Database Indexing (search question)

Scenario: Here is a typical membership community. Each member has a Profile. Each Profile contains numerous tags. Like: London, Musician, Tennis, Piano, Tesla, etc, etc. Here’s a simplified schema.

Tag File:
Memb ID, string, indexed
Tag, string, indexed

Is there a way to search this Tag File efficiently? That would (for example) return just Memb IDs that match on London & Musician? Without having to create a London List AND a Musicians List and then Loop through the shorter list?

Or… would it be more efficient… NOT to have a Tag File, but rather place all Tags in a single string field named Tag, in the Profile File? Then search using some kind of “full text search” capability?

PS: Here’s a great example.

This forum! Click on the Search Magnifying Glass icon and type, “crud api” and instantly you get only the topics with CRUD and API in the heading. Wonderful! That’s what I want to do.
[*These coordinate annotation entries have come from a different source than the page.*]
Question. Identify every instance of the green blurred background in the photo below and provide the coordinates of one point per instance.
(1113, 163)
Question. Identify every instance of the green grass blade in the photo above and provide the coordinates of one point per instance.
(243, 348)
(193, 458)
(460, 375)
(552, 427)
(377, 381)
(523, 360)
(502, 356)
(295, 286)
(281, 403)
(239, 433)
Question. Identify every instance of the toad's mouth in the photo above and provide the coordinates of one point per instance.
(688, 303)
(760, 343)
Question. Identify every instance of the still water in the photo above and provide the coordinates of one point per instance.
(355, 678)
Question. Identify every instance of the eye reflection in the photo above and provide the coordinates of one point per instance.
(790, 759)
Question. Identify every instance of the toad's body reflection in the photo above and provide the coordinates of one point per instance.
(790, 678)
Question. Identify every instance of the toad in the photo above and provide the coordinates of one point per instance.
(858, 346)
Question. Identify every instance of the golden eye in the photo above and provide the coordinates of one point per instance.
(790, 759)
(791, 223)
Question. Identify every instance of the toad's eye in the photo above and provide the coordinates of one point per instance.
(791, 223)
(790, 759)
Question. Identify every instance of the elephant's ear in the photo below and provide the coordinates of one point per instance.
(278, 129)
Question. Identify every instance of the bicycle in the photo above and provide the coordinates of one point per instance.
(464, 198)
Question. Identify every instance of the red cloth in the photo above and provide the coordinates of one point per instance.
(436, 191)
You can do in the same way as you would do directly in any other relational db.
It might look a little bit tricky, but…

  1. Create separate table for tags (for all tags).

  2. The Profile table should contain relation 1:N to the tags table.

  3. Request to the Tag table can look like this:

    GET
    https://api.backendless.com/<app_id>/<api_key>/data/Tags

    where=Profile[tags].objectId = ‘95A961F5-AB63-DDB9-FF0D-E1D0A2D95B00’ and (name = ‘London’ or name = ‘Musician’)
    property=count(name) as count_of_names


objectId is the id of the Profile record.
The count_of_names should equal the number of tags in your request.
If the amount of tags is less than in the request, so you have only partial coincidence.